Stem cell development has seen continuous growth and improvement since its inception. Originally, iPSCs were generated by infecting cells with a cocktail of retroviral vectors; since these vectors integrate into the host genome, persistent expression of these factors and insertional mutagenesis increase the risk of oncogenesis. Therefore, the means of expressing reprogramming factors for sufficient duration, in the correct sequence, and in optimal amounts, are being developed. For example, Warren and colleagues designed synthetic mRNA to deliver reprogramming factors transiently yet efficiently [48]. Other strategies are reviewed by Singh and co-workers [49]. It has been shown from single-cell analyses that reprogramming consists of early stochastic and subsequent hierarchical events [50]. More recent studies have delineated the epigenetic changes over the course of reprogramming [51]; the dynamics of long non-coding RNA (lncRNA) expression [52] and the interaction between microRNAs (miRNAs) and the core reprogramming factors [53]. These, and other such studies, will be valuable in informing how to maximize the efficiency and safety of reprogramming.

Concurrent with these tremendous advances in stem cell biology, gene therapy researchers were investigating multiple strategies to improve vector safety. As with the X-SCID trial, which led to leukemia, a second trial for Wiskott-Aldrich syndrome also caused leukemia in seven out of ten patients. Both trials availed of gamma retrovirus vectors, in this case for ex vivo hematopoietic stem cell gene therapy [54]. Gamma retroviral vectors integrate in a semi-random fashion, and the expression cassette can affect genes proximal to the insertion sites, likely accounting for the leukemogenesis.

These previous efforts focused on the incorporation of DNA via viral or vector-based delivery methods in order to express a missing protein where the endogenous genome fails to do so. In recent years, an increased understanding of nuclease function has enabled more direct DNA editing. These methods aim to restore normal gene function in situ, which reduces the risks associated with random integration, as genes are controlled using endogenous regulatory elements [55].

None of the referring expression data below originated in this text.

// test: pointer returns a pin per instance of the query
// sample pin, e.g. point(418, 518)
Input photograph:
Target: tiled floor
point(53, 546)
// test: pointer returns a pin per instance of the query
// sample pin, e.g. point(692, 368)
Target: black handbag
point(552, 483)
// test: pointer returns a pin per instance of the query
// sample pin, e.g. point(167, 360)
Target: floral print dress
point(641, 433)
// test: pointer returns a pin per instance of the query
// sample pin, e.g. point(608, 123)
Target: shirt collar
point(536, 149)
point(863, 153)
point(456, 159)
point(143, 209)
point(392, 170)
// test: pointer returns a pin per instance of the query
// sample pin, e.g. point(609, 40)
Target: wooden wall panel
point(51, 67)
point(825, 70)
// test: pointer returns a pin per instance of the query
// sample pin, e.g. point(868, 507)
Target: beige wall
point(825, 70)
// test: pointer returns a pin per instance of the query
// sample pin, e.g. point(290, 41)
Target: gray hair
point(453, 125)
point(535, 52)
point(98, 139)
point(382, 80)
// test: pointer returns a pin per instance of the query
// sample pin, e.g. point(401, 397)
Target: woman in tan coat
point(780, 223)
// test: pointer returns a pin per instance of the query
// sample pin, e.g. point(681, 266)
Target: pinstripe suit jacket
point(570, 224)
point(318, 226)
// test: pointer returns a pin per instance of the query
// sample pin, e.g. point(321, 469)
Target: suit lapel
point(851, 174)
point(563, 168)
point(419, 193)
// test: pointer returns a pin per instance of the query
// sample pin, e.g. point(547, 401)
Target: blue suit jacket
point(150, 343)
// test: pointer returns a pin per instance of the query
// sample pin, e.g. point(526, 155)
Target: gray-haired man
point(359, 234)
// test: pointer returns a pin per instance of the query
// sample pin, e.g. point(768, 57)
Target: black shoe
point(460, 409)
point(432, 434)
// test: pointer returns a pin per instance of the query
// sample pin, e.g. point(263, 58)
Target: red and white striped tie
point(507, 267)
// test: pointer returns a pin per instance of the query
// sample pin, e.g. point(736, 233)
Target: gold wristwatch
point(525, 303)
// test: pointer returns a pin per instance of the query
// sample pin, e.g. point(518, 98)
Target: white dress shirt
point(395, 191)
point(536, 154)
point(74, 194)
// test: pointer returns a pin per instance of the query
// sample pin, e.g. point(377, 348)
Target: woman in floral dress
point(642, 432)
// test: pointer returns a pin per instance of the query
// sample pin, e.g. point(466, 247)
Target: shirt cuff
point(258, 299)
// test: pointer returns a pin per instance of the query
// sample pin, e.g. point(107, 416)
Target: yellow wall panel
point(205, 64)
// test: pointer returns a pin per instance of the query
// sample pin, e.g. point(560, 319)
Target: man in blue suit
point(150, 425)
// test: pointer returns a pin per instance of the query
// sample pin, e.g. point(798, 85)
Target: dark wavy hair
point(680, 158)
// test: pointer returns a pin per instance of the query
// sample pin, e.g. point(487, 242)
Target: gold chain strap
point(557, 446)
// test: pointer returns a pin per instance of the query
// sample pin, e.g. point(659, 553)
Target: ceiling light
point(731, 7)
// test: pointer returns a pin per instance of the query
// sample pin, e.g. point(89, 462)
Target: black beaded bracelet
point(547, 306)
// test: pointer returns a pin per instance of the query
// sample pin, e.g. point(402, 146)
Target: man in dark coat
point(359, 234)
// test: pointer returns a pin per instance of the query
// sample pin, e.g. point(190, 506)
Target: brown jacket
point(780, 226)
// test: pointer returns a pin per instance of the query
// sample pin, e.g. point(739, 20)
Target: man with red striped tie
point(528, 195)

Crucially, targeted genome editing requires the double-stranded cleavage of DNA at the genomic locus to be modified. These double-stranded breaks (DSBs) are induced by nucleases and can be repaired by one of two mechanisms conserved across multiple organisms and cell types (Fig. 2): non-homologous end-joining (NHEJ) and homology-directed repair (HDR) [56].

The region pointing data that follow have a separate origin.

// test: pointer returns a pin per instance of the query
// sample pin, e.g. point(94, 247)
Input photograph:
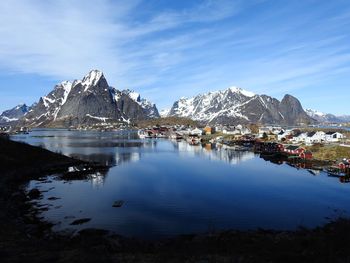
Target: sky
point(170, 49)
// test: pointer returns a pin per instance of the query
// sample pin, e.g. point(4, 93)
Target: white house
point(263, 130)
point(301, 137)
point(283, 134)
point(196, 131)
point(333, 136)
point(315, 137)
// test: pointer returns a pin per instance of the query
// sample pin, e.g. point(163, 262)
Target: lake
point(171, 188)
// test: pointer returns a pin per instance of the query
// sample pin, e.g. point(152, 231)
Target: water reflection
point(174, 188)
point(213, 152)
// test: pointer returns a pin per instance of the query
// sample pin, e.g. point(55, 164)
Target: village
point(322, 149)
point(302, 144)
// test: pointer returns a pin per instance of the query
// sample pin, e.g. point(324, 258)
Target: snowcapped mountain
point(235, 105)
point(164, 113)
point(327, 117)
point(150, 108)
point(14, 114)
point(87, 101)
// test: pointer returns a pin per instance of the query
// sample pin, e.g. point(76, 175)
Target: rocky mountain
point(149, 108)
point(327, 117)
point(235, 105)
point(164, 113)
point(87, 101)
point(14, 114)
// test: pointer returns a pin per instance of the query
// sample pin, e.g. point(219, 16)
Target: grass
point(329, 152)
point(167, 121)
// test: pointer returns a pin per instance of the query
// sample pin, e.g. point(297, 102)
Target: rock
point(34, 194)
point(118, 203)
point(52, 198)
point(80, 221)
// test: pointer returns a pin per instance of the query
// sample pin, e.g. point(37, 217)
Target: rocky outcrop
point(235, 105)
point(84, 102)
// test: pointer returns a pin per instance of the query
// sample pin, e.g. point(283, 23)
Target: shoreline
point(27, 237)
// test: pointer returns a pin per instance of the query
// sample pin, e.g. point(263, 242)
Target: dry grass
point(167, 121)
point(329, 152)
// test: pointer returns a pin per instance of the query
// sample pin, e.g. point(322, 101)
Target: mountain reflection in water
point(170, 188)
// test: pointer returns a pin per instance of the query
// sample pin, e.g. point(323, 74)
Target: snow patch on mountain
point(91, 79)
point(148, 106)
point(164, 113)
point(235, 105)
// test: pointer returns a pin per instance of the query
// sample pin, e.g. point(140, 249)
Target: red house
point(298, 151)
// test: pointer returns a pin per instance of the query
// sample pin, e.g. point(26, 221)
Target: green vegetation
point(167, 121)
point(329, 152)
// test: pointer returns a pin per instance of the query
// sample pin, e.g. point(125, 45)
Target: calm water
point(172, 188)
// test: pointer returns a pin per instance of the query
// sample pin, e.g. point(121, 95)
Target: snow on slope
point(206, 107)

Historically, gene-specific targeting has been limited to mouse embryonic stem cells. Since the discovery of iPSCs, many advances have been made in the field, with the successful differentiation into several specific cell types and establishment of patient-derived disease models [41, 57]. Establishment of a specific mutation/disease model has, until recently, relied upon traditionally low efficiency homologous recombination protocols or upon RNA interference (RNAi) (Table 1). Platforms such as meganucleases, zinc finger nucleases (ZFNs), and transcription activator-like effector nucleases (TALENs) have since been developed. These rely on protein-based systems for nuclease-directed DSBs, effectively inducing breaks that stimulate NHEJ or HDR at the specified genomic locations [58]. Such developments have permitted efficient genome editing in transformed and primary cells that were previously thought to be out of the scope of such genetic manipulation [59]. Indeed, TALENs have been used to efficiently generate mutant alleles in human pluripotent stem cells (hPSCs) of 15 different genes, as a means of performing disease modeling [60].

Table 1 Glossary of terms

While these site-specific nuclease technologies have made important advances in gene therapy, each has its own set of associated advantages and disadvantages, such as cost and difficulty of synthesis [61]. The CRISPR-Cas (short for clustered, regularly interspaced, short palindromic repeats/CRISPR-associated) technology has gained wide success in the global scientific community, where its power as “molecular scissors” has revolutionized the prospects of genome editing [62, 63]. Since 2012, the CRISPR-Cas system has shown potential to satisfy the shortcomings of its predecessors by adapting a naturally occurring mechanism from prokaryotic to eukaryotic systems [6467]. The combination of the two powerful technologies of iPSCs and CRISPR-Cas is beginning to revolutionize genetic research and boost the field of precision medicine.

In considering the convergent stories of stem cell research, transgenesis, genetic engineering, and gene transfer technology, several trends emerge: (i) Each intersection of these technologies has allowed the generation of models with increasing fidelity to the human disease; this has proved valuable both in interrogating the underlying pathology and in the development and testing of therapies. (ii) Genetic engineering has improved by many orders of magnitude, in both efficiency and precision. (iii) These technologies have transitioned from being tools of basic research to having actual, or at least potential, clinical application. (iv) Improving the safety of these tools, in the laboratory and more recently in the clinic, has remained an enduring imperative.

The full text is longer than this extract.